Ultimately, its not the quality of derpfaked video that’s the danger -I think I’m in agreement with you there.- Rather, its the temptation this capability offers to those who should know better, to use it to justify actions they will totally get away with regardless.

Yeah I get that. If you know that lion is on the loose, every squirrel rooting in the bushes, every dark shadow, each time you open the door, the lion is lurking. Still better to know the lion is out there then not to know. If you don’t know that deep fakes are out there, you cannot look out for them. The basilisk can (only) be avoided by NOT knowing about it.

I think the relevant question is whether is will ever be real, because at present it seems not to be. but the conclusion still follows /pedantry

@anon47741163 I think the key difference is that Pascal’s Wager is about what may or may not exist, and the most obvious problem with it is privileging an a priori exorbitantly unlikely specific hypothesis. In contrast, Roko’s Basilisk is a thing that could be invented, within the universe we actually inhabit, by the effort of humans. The thought experiment contains a causal loop that Pascal’s wager lacks.

Edit to add: it’s also part of a small but interesting body of thought about whether things that don’t actually exist can and should compel parts of our decision making processes. I enjoy this short story on acausal trade as another example.

“Gosh, there’s a robot designed to torture me unless I build it. I guess I better take that design, and make it real so I don’t get tortured”

Said no one, ever. At least no one I’d trust with a soldering iron.

1 Like

“God could make a Hell and torture me in it for eternity”

is not really different from

“Magic Robot could make a Simulation and torture me in it for eternity”

I keep looking for the glue that makes these kinds of conspiracies so appealing…

Conservatives part ways with liberals in this country, mostly around how dangerous the world truly is. Conservatives say you have to be tough to survive such a hazardous world, even if (especially!) the world becomes more dangerous from your choices.

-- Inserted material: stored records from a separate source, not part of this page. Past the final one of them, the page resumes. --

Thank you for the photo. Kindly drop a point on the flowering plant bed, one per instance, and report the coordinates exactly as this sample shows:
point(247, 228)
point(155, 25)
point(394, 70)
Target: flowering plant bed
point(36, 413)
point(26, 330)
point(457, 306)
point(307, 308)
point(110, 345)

Where finding objective truth comes into play, science types, and those sympathetic to science, kind of grok that the real truth is difficult to root out, and deliberately obscuring the truth, sets everybody back a little bit.

Those who reflexively call “bullshit!” on video evidence they dont want to accept, are most likely projecting their own dishonesty. If a deepfaked video is the only evidence for something having happened, there will be other evidence out there that will will contradicr it. Journalists have made this process almost as reliable as the sciency one.

Its not the mere existence of deepfakes that causes the problem, its the laziest possible interpretation of “democracy” that insists a vote is a vote, no matter how corrupt or ill informed it is.